I’d find it really useful if we could get a value of the wifi signal strength via the systemmonitor component.
Thanks.
I’d find it really useful if we could get a value of the wifi signal strength via the systemmonitor component.
Thanks.
You can get this with a commandline sensor. See for example https://unix.stackexchange.com/questions/207992/how-to-find-out-the-wifi-sensitivity-rssi
But really, use wired!
I know how to get it. That doesn’t change the fact that it would be useful as part of systemmonitor.
Did you have any luck with this?
I would like to do the same thing.
Rasb Pi is wired on the same network, but I would like to be able to monitor the wireless signal from the router (strength / on/ off ) as obviously all accessories are wireless.
Rather than trouble shoot individual connection isssues, my first check would then be to see that the wifi from the router is up and working with no outages.
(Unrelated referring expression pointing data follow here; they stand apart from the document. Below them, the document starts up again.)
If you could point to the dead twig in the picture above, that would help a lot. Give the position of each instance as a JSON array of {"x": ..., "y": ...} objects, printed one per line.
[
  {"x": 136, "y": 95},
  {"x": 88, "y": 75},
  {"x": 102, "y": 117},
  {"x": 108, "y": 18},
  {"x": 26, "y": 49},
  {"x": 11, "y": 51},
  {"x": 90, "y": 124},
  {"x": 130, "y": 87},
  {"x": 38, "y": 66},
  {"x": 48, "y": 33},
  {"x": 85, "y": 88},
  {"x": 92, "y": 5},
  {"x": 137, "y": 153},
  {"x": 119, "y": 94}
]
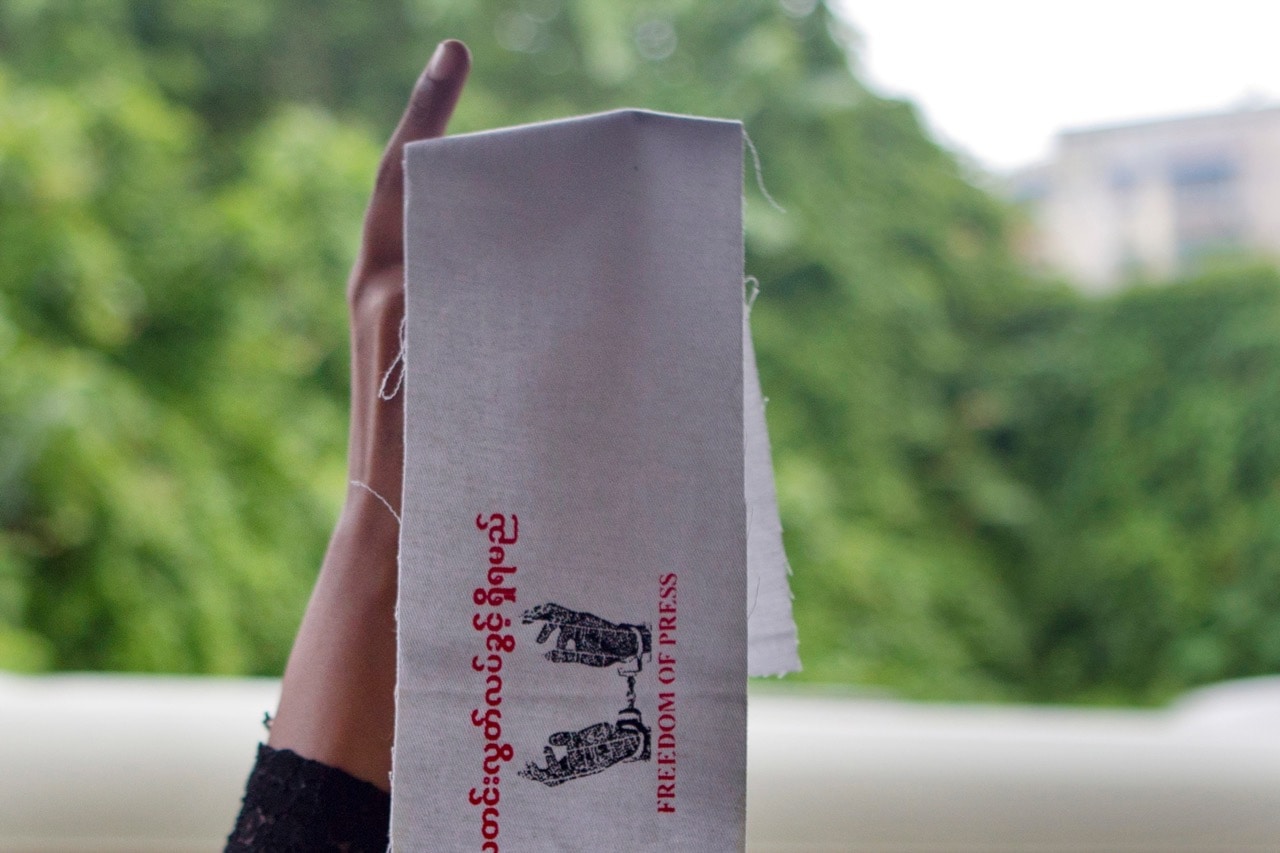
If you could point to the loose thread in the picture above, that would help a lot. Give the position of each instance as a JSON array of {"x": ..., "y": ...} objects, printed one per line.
[
  {"x": 385, "y": 502},
  {"x": 383, "y": 393},
  {"x": 759, "y": 172}
]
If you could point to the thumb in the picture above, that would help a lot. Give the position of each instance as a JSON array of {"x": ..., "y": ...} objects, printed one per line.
[{"x": 429, "y": 109}]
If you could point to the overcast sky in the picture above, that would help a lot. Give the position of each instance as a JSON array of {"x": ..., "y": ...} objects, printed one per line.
[{"x": 997, "y": 78}]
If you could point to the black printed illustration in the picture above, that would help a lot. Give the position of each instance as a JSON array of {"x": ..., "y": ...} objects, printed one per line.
[
  {"x": 585, "y": 638},
  {"x": 592, "y": 749}
]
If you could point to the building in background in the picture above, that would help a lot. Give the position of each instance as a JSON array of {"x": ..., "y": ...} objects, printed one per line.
[{"x": 1156, "y": 199}]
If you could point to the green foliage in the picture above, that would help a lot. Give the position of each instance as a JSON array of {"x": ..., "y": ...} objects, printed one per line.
[
  {"x": 1147, "y": 425},
  {"x": 992, "y": 488}
]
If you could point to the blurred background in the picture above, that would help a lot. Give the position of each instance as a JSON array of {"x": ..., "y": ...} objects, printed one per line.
[{"x": 1024, "y": 401}]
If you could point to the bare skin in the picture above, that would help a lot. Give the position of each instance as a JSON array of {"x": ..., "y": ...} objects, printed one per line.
[{"x": 338, "y": 697}]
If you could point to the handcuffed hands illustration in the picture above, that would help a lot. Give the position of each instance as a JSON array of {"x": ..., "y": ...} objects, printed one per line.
[{"x": 585, "y": 638}]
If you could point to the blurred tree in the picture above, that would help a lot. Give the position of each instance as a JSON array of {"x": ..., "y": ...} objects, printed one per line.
[{"x": 991, "y": 487}]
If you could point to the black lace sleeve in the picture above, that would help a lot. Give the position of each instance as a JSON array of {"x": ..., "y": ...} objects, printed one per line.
[{"x": 293, "y": 803}]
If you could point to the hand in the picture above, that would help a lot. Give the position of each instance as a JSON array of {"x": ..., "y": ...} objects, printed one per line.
[{"x": 337, "y": 702}]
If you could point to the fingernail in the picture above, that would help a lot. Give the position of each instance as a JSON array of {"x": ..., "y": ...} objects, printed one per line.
[{"x": 447, "y": 60}]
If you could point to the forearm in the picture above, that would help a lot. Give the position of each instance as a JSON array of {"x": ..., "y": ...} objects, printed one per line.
[{"x": 338, "y": 697}]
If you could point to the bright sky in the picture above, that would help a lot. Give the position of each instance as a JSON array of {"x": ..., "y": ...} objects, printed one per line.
[{"x": 999, "y": 78}]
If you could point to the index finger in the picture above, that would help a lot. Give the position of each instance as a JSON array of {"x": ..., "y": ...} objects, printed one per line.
[{"x": 429, "y": 109}]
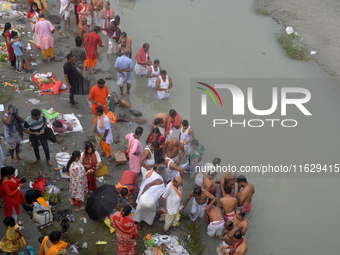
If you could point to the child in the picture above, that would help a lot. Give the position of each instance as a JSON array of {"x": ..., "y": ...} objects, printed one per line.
[
  {"x": 13, "y": 239},
  {"x": 18, "y": 52}
]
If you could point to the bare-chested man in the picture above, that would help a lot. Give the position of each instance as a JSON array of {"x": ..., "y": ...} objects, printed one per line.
[
  {"x": 172, "y": 170},
  {"x": 82, "y": 30},
  {"x": 245, "y": 192},
  {"x": 121, "y": 47},
  {"x": 214, "y": 218},
  {"x": 200, "y": 202},
  {"x": 97, "y": 12},
  {"x": 228, "y": 204},
  {"x": 228, "y": 233},
  {"x": 209, "y": 180},
  {"x": 228, "y": 178},
  {"x": 128, "y": 42},
  {"x": 147, "y": 161},
  {"x": 160, "y": 121},
  {"x": 172, "y": 148},
  {"x": 239, "y": 246},
  {"x": 240, "y": 222}
]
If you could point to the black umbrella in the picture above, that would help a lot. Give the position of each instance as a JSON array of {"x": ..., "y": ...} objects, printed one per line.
[{"x": 101, "y": 202}]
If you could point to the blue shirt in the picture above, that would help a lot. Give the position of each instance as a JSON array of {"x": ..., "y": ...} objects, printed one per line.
[
  {"x": 16, "y": 48},
  {"x": 124, "y": 62}
]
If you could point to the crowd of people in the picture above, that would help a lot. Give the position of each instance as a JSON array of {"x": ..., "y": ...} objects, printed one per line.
[{"x": 170, "y": 140}]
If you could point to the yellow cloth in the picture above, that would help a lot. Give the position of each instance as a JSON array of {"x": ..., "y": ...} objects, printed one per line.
[
  {"x": 41, "y": 5},
  {"x": 56, "y": 249},
  {"x": 106, "y": 148},
  {"x": 88, "y": 63},
  {"x": 108, "y": 224},
  {"x": 101, "y": 120},
  {"x": 11, "y": 234},
  {"x": 42, "y": 201},
  {"x": 48, "y": 52}
]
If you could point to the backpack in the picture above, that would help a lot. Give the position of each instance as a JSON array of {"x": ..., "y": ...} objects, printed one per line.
[{"x": 32, "y": 195}]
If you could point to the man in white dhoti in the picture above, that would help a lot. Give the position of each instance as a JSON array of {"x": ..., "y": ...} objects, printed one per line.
[
  {"x": 97, "y": 12},
  {"x": 147, "y": 161},
  {"x": 65, "y": 7},
  {"x": 172, "y": 170},
  {"x": 216, "y": 222},
  {"x": 200, "y": 203},
  {"x": 147, "y": 203},
  {"x": 150, "y": 179},
  {"x": 153, "y": 73},
  {"x": 143, "y": 60},
  {"x": 163, "y": 85},
  {"x": 160, "y": 121}
]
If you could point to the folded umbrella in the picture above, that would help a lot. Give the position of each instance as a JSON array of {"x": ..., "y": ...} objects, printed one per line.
[{"x": 101, "y": 202}]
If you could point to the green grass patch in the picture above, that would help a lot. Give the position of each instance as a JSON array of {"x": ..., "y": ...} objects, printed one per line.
[
  {"x": 262, "y": 11},
  {"x": 291, "y": 43}
]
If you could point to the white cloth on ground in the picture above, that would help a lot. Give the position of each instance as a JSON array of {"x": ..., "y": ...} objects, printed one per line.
[
  {"x": 161, "y": 94},
  {"x": 147, "y": 206},
  {"x": 150, "y": 161},
  {"x": 215, "y": 228},
  {"x": 172, "y": 199},
  {"x": 152, "y": 81},
  {"x": 171, "y": 173},
  {"x": 154, "y": 176},
  {"x": 197, "y": 210},
  {"x": 140, "y": 70},
  {"x": 106, "y": 126}
]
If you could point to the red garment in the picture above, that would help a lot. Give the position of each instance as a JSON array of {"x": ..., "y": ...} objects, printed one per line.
[
  {"x": 11, "y": 196},
  {"x": 10, "y": 50},
  {"x": 126, "y": 232},
  {"x": 91, "y": 178},
  {"x": 129, "y": 179},
  {"x": 160, "y": 139},
  {"x": 235, "y": 246},
  {"x": 141, "y": 57},
  {"x": 170, "y": 125},
  {"x": 92, "y": 40}
]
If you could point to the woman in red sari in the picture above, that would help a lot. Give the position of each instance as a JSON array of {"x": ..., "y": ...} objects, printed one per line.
[
  {"x": 126, "y": 231},
  {"x": 7, "y": 35},
  {"x": 85, "y": 10},
  {"x": 10, "y": 191},
  {"x": 90, "y": 158},
  {"x": 158, "y": 137}
]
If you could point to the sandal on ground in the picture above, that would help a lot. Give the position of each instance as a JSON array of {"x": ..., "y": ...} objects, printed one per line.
[
  {"x": 166, "y": 232},
  {"x": 30, "y": 250},
  {"x": 82, "y": 208},
  {"x": 71, "y": 202}
]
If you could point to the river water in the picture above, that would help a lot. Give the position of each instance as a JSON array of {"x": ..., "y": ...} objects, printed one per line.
[{"x": 225, "y": 38}]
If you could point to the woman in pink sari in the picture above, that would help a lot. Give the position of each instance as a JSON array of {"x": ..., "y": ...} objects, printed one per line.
[
  {"x": 85, "y": 10},
  {"x": 126, "y": 231}
]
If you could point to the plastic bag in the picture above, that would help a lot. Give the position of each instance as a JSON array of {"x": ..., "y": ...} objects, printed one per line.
[{"x": 52, "y": 194}]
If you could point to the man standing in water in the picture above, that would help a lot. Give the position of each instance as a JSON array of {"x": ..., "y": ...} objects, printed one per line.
[
  {"x": 199, "y": 203},
  {"x": 229, "y": 231},
  {"x": 97, "y": 12},
  {"x": 172, "y": 148},
  {"x": 160, "y": 121},
  {"x": 245, "y": 192},
  {"x": 124, "y": 67},
  {"x": 142, "y": 60},
  {"x": 228, "y": 204},
  {"x": 240, "y": 222},
  {"x": 239, "y": 246}
]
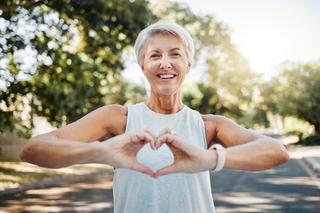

That is surely something you need to get from your router.
Either the router or monitoring signal via the rasp I would have thought yes?
Sometimes I lose wireless connection from the router, yet still have wired connection.
I just want to know if there is an input/output I can monitor from HA
Similar problem here. I need to have WiFi health in my status displays but my HAY is wired. Main router (Linksys) does the outside connection and the hardwired switches, and a WiFi router (TPLink) handles the WiFi hosts. Linksys integration always reports WAN status as good, but the is the Ethernet link signal, not actual connectivity. I also get WiFi RSSI reported by an Apollo MSR-1 air quality sensor, but that only covers WiFi signal strength and interference. I can probably figure out something like a ping sensor that is forced go through a WiFi connection but that will require a dedicated non-wired server box to implement it. I have a good wired link monitor using Netcheck ( TristanBrotherton/netcheck on Github ) which catches 5 second drops in the main line once or twice a week, running that on a wireless Linux box would get me most of the way to what I need. But there ought to be a simpler way.